I get so impacted by the feelings of others, and by their interpretation of the reality at hand, that I take on their stance and doubt my own gut instincts. This, I think, is because I have been made to feel “wrong” for so much of my life that I automatically doubt my own beliefs when contradicted or challenged.
I have to be very careful about what I watch on the screen. If someone is hurt or upset, that can impact me for weeks as it play over in my mind. A couple of weeks ago I finally watched Braveheart after avoiding it for years because I had heard there was violence in it.
Well, I shouldn’t have watched. When the girl is killed by the Magistrate – well two weeks later I still feel sick and hollow inside. So filtering what I expose myself to is absolutely essential, and that would of course include people as well as DVD’s.
I often lie awake playing interactions over in my mind. One way I have found to get some peace is to repeat a phrase over in my mind, such as a bible verse or mantra, to displace the thoughts. Also I try to concentrate on (focus on) my breath so that my mind calms due to the effort needed to stay focused on my breath. But often my mind is in such a buzz that I simply cannot distract it, and so I spend hours tossing and turning while my mind spins.
I find expressing gratitude for what is, including me as I am and my life as it is, helps me centre and settle and calm.
And I remember that the same people who have convinced me that I was wrong in the past have often proven to be wrong themselves. This gives me more confidence in my own judgement. But often I forget to remember, and so get undermined again in the present situation.
But I have no sure-fire method. I am only learning to play this Aspie game, and I am so grateful to you and others who post and comment. I have learned all I know here in Aspie Bloggyland and I am greatly encouraged here and look forward to more growth.
And that is something to be grateful for and something that helps me to centre more, and trust myself more – the fact that there is growth! I can see the growth in you through your blog, and I can feel it in myself. And that is such an encouragement.
Love and hugs and blessings,
Bruce
P.S.
I often find it hard to know what to do or what to believe. I seem to have a lot of self-doubt. I think this is because I really want to connect, and am willing to bend my guts in order to do so.

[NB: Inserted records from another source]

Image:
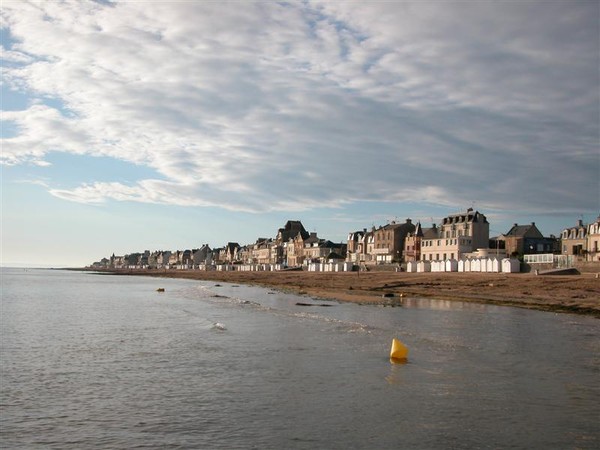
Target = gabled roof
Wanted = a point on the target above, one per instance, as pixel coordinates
(291, 230)
(524, 231)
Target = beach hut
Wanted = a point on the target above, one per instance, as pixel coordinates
(493, 265)
(451, 265)
(424, 266)
(511, 265)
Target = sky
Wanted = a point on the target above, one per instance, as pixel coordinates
(131, 126)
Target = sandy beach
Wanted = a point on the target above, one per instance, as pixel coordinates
(558, 293)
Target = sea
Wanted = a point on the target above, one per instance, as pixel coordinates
(93, 361)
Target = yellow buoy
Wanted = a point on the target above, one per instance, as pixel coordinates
(399, 352)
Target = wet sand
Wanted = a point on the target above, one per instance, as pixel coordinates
(558, 293)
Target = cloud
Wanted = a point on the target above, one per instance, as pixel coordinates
(284, 106)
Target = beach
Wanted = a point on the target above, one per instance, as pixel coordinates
(578, 294)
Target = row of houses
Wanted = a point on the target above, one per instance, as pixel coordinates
(459, 236)
(293, 246)
(466, 235)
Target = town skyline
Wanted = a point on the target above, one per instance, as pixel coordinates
(129, 125)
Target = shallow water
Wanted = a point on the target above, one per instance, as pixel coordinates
(99, 361)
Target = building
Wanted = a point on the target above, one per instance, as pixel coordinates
(457, 235)
(526, 240)
(574, 240)
(593, 241)
(413, 241)
(388, 241)
(357, 246)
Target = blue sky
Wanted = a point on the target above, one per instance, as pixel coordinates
(129, 126)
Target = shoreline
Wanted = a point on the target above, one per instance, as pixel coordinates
(576, 294)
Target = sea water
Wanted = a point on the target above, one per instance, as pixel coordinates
(93, 361)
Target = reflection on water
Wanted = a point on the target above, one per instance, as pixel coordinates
(107, 362)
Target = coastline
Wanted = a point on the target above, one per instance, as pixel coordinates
(577, 294)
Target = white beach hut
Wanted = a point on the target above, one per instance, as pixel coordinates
(511, 265)
(424, 266)
(451, 265)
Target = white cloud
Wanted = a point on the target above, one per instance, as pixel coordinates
(267, 106)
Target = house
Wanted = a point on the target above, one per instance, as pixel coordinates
(574, 240)
(389, 240)
(357, 246)
(526, 240)
(261, 252)
(279, 251)
(593, 241)
(203, 255)
(457, 235)
(229, 253)
(413, 241)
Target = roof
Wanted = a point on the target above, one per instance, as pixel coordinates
(524, 231)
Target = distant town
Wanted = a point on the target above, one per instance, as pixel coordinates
(461, 242)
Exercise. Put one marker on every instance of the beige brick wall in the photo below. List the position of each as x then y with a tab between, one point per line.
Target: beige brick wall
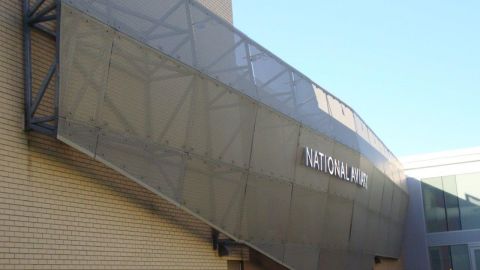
62	210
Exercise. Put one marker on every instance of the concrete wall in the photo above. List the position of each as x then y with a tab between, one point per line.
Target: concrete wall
59	208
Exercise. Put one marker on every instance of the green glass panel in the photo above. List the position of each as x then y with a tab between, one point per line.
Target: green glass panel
434	204
460	258
468	188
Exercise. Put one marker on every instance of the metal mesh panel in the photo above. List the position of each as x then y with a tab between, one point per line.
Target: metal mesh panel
155	167
156	100
358	237
342	187
228	58
164	25
301	256
215	192
337	225
222	124
372	233
79	135
274	145
381	247
274	81
262	223
85	52
308	206
363	196
376	182
332	259
147	95
387	198
308	177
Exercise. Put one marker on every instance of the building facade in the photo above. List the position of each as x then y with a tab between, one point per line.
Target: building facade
443	224
176	142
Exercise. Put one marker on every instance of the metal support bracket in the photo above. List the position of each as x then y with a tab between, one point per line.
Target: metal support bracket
38	16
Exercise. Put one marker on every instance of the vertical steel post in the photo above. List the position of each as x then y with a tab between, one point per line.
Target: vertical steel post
57	59
27	61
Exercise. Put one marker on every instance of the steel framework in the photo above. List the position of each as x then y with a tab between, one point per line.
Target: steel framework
36	16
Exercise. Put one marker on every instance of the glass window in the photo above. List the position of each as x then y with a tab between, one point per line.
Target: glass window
451	203
440	258
460	258
434	204
468	188
449	258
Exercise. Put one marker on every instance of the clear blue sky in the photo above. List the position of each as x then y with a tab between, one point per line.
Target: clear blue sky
411	69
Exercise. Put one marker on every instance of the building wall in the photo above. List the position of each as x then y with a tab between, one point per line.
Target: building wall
59	208
443	228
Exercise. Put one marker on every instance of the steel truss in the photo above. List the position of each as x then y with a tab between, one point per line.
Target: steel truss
36	16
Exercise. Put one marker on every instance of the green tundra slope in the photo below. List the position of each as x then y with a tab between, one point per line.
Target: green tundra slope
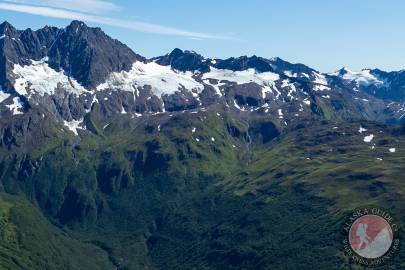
202	190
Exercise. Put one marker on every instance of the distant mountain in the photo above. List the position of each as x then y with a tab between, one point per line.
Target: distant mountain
186	162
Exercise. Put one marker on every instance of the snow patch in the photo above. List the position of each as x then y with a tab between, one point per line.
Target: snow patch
361	129
362	78
369	138
74	125
3	96
39	77
161	79
264	79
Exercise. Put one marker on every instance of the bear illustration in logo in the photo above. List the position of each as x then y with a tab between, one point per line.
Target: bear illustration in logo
370	236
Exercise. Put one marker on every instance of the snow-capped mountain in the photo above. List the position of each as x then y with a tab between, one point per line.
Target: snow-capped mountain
64	72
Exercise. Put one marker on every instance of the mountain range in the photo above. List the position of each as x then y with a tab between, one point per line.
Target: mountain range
110	160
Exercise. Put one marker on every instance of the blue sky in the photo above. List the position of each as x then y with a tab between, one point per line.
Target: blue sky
324	34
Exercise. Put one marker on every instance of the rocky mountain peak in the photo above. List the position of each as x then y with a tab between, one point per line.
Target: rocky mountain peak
184	61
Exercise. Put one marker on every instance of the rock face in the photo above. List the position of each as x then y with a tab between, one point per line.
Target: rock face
185	162
89	55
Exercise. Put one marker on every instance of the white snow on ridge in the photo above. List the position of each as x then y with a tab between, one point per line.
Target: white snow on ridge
265	79
369	138
162	79
3	96
362	78
74	125
361	129
16	106
39	77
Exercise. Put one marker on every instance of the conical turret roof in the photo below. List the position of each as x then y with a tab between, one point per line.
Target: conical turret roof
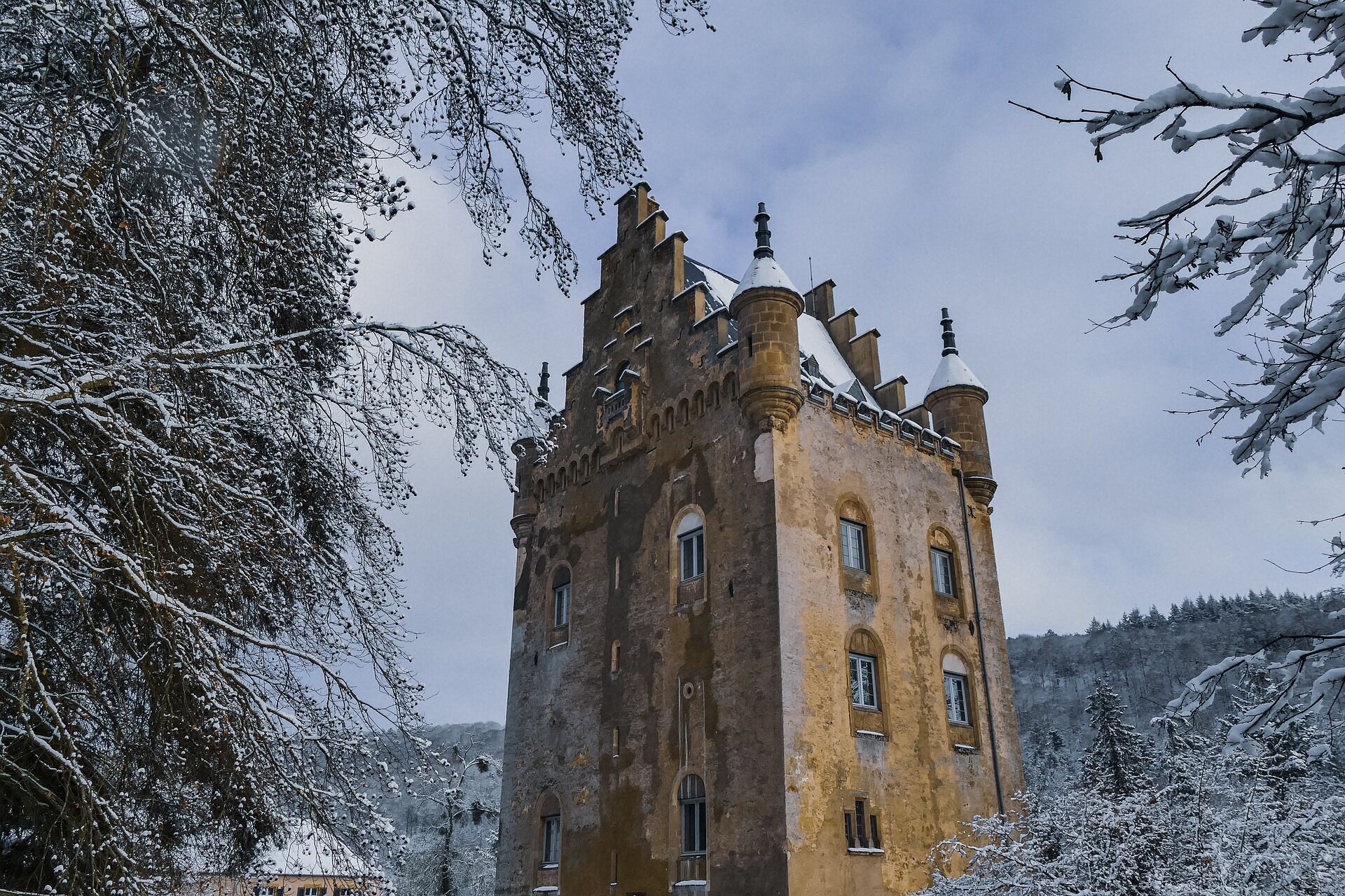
764	270
953	371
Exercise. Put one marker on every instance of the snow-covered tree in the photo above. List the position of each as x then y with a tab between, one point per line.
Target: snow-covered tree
1271	216
1207	830
1115	760
197	428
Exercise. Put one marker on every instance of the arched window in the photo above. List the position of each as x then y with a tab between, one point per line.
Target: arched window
957	689
864	663
561	598
690	536
943	564
551	832
864	681
690	798
855	537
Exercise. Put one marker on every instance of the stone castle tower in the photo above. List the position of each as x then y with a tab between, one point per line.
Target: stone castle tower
757	643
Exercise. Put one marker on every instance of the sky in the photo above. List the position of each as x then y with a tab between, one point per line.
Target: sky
881	139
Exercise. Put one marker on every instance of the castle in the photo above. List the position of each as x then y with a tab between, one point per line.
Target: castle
757	643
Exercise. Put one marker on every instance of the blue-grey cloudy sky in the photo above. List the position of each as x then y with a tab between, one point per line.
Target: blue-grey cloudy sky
881	137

But the flip side to this coin is that I can be extremely stubborn, and stick to my own view, and essentially tell the world to shove it. I can simply close myself off to others and they have no access to me at all. This is what I did to my parents when I was in my teens.
This, I think, is a form of self-preservation. If I can’t connect without betraying myself, I put up an insurmountable wall.
So the pendulum can swing from being play-doh in the hands of others, to being a sharp-edged chunk of steel reinforced concrete.”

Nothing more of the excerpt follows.